Journal of the Korean Ophthalmological Society 2005;46(11):1931-1935.
Published online November 30, 2005.
Clinical Comparison of Autorefractor versus Retinoscopic Refraction in Children according to the Age.
Jee Woong Jung, Yong Eun Kim, Hae Jung Paik
Department of Ophthalmology, Gachon Medical School, Gil Medical Center, Incheon, Korea.

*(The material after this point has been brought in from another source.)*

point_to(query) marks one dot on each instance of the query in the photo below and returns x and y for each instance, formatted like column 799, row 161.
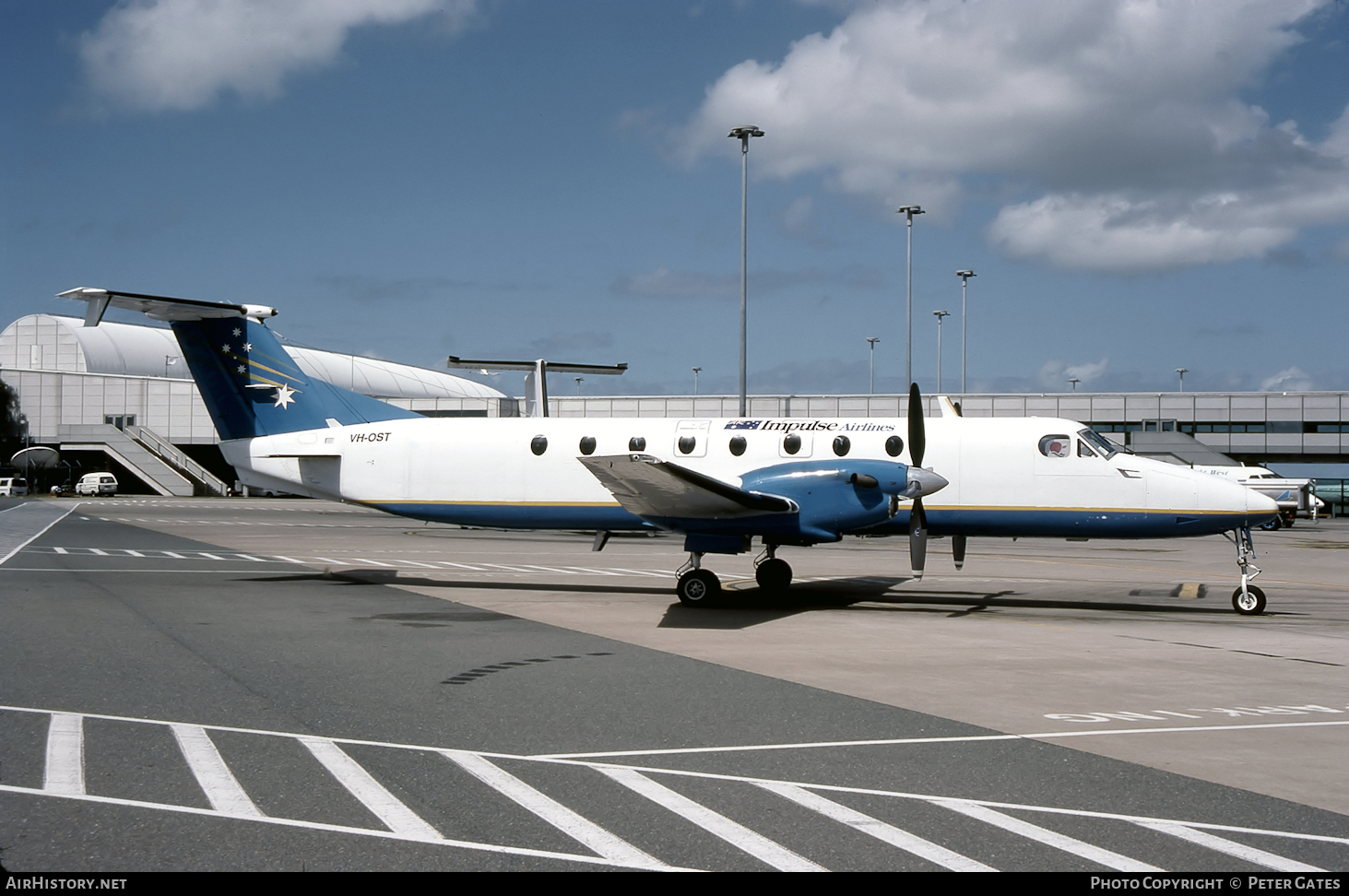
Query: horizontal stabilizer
column 650, row 488
column 160, row 307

소아에서 자동굴절검사와 수동굴절검사의 연령대별 비교
Department of Ophthalmology, Gachon Medical School, Gil Medical Center, Incheon, Korea
Correspondence:  Jee-Woong Jung, M.D.
We analyzed the difference in values between noncycloplegic and cycloplegic autorefraction and refraction, as measured by ophthalmologist, in children according to age. METHODS: We classified the 84 children (153 eyes) whose best corrected visual acuity was better than 0.6 into four groups according to age. The first age group ranged from 29 to 57 months (36 eyes); the second age group ranged from 58 to 75 months (47 eyes); the third age group ranged from 76 to 95 months (36 eyes); and the fourth age group ranged from 96 to 121 months (34 eyes). The children were examined with an autorefractometer (Canon Auto Ref RK-2) and a retinoscope before and after cycloplegia. RESULTS: The children in all age groups tend to show more myopia in autorefraction than refraction regardless of cycloplegia. Also, differences in spherical component and spherical equivalents in noncycloplegic autorefraction and cycloplegic refraction were regarded as significant statistically (P<0.05) in all age groups. However, in all groups, none of the refractive values in cycloplegic autorefraction and refraction were statistically significant. CONCLUSION: Refraction measurement should be recommended for cycloplegic refraction in children. It is suggested that cycloplegic autorefraction could be useful for the refraction partially.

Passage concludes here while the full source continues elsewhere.